Les gens sont-ils cinéphiles en Tunisie et que vont-ils voir au cinéma ?
« Il y a le piratage avant de parler de cinéphilie malheureusement, tous les films récents sont abordables à cinquante centimes. Les jeunes regardent beaucoup de films mais sans pour autant aller beaucoup au cinéma. C’est une tendance internationale je pense, qui est très présente chez nous puisque le piratage y est plus important que dans d’autres pays. Par rapport aux années précédentes il y a quand même un regain d’intérêt pour le cinéma. Il y a quelques années, on a dû fermer des salles, qui ont été rénovées pour devenir des salles des fêtes ou des cafés, mais maintenant c’est l’inverse qui se produit et les investisseurs sont encouragés par l’engouement du public tunisien pour les films tunisiens. Contrairement aux autres films internationaux et étrangers, les films tunisiens ne sont pas accessibles facilement, donc à chaque sortie d’un film tunisien, les gens se ruent dans les salles parce qu’ils savent qu’ils n’auront pas d’autre choix que de le voir là-bas. C’est ce qui permet la survie, et l’amélioration de la situation du cinéma en Tunisie. »

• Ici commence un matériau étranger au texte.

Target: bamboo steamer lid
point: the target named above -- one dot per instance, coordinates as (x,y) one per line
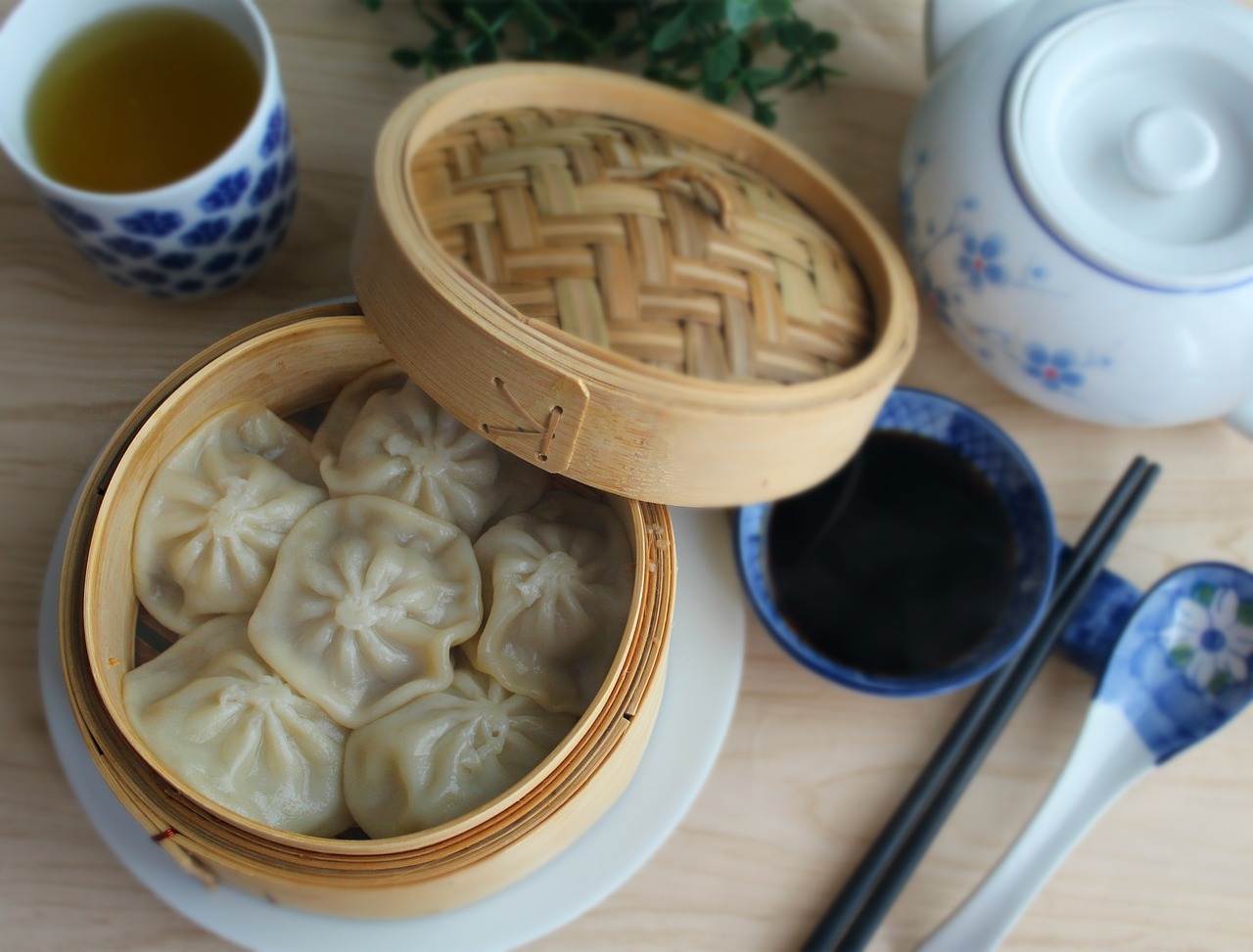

Que s’est-il passé pour qu’il y ait tout-à-coup ce regain d’amour pour le cinéma tunisien ?
« C’est toute une chaîne. A la base, il y a peut-être de meilleurs scénarios, une certaine sincérité, quelque chose qui a accompagné la révolution, et des jeunes qui ont voulu raconter des histoires d’une façon un peu plus âpre, parfois plus sincère, sans détours. C’est ce qui suscite l’engouement des partenaires, donc il y a eu quelques coproductions. A partir de là il y a eu de meilleurs films, qui ont été primés dans des festivals comme ceux de Venise, Cannes et Berlin. C’est ainsi que le public a continué à avoir cet intérêt pour notre cinéma. Maintenant ce que le public réclame, et c’est tout à fait légitime, c’est un peu plus de diversité : des comédies, des films de genre… Généralement le cinéma tunisien se cantonne toujours à un cinéma d’auteur, qui pour le moment trouve toujours son public, mais je ne pense pas que cela puisse durer longtemps s’il n’y a pas une véritable diversité à côté. »Quels changements le Printemps arabe en Tunisie a-t-il apporté pour les artistes ? Ont-ils eu plus de liberté d’expression ou de financements par exemple, ou la révolution a-t-elle justement ôté des possibilités aux artistes ?
« Je ne sais pas si des possibilités leur ont été ôtées. Ce qui est indéniable c’est que nous bénéficions d’une liberté d’expression quasi-totale. Je ne sais même pas pourquoi je dis ‘quasi-totale’ parce qu’on peut parler de tout. Même si parfois il y a des divergences dans les idées, le débat est là. C’est quelque chose de très important. Au niveau des investissements, je pense que la différence n’est pas énorme. Sur le plan économique, rien n’a vraiment changé depuis la révolution, ça a même peut-être empiré. C’est toujours très aléatoire mais peut-être que, petit à petit, la situation va s’améliorer. »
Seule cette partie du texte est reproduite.